Schemes & Themes using Liddle Wonder Plants
Phormium Surfer
Phormium cookianum x tenax 'Surfer'
Miniature flax is a little beauty

Want a flax (Phormium) but can’t find the room for one of the big ones? Then the miniature variety ‘Surfer’, which seldom grows higher than 30 centimetres, is the one for you. The narrow, slightly twisting (just like a good surfing wave) foliage is green with narrow brown stripes, developing red and yellow tints as it ages. This colouring makes it good for mixing with grasses, such as the small, native, blue foliaged Festuca coxii, and with blue and bronze succulents, or the little jelly beans succulents with tiny, fleshy, red, yellow or green leaves. It also works well grown at the base of the tall stemmed, reddish-black foliaged Aeonium ‘Schwartzkopf’ or as a bulky groundcover in between big aloes and colourful cabbage trees (Cordylines) such as ‘Red Star’.
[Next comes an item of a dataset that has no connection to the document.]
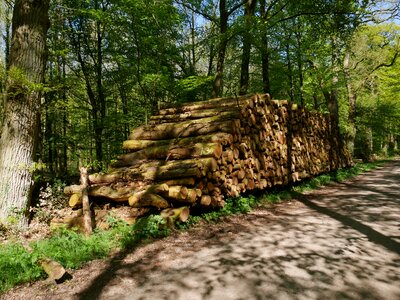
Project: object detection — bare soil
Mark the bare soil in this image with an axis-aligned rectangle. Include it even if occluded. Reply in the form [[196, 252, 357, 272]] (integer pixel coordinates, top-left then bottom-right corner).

This is the sort of scene that is charming in a beach garden, where formality goes out the window and a natural beachscape scene takes over. In such a garden Phormium ‘Surfer’ looks very much at home among twisted pieces of driftwood, or sculptures made from pumice pieces skewered by a piece of steel rod.

Try mixing it too with ground covering Coprosmas, which are tough and drought tolerant, or for something a bit more dramatic plant a little group behind a hummock of moss-like, shiny green Scleranthus biflorus or position it near dark shiny black, grass-like, Ophiopogon ‘Black Dragon’.

In gardens with better soil, make use of Phormium ‘Surfer’ as a contrast to perennials such as mini daylilies in shades of gold, red and orange, and try it among bronze foliage such as Heucheras and the little native grass Uncina ‘Egmont Red’ and as a foreground to dark foliage plants such as Canna ‘America’ and Ligularia ‘Britt Marie Crawford’.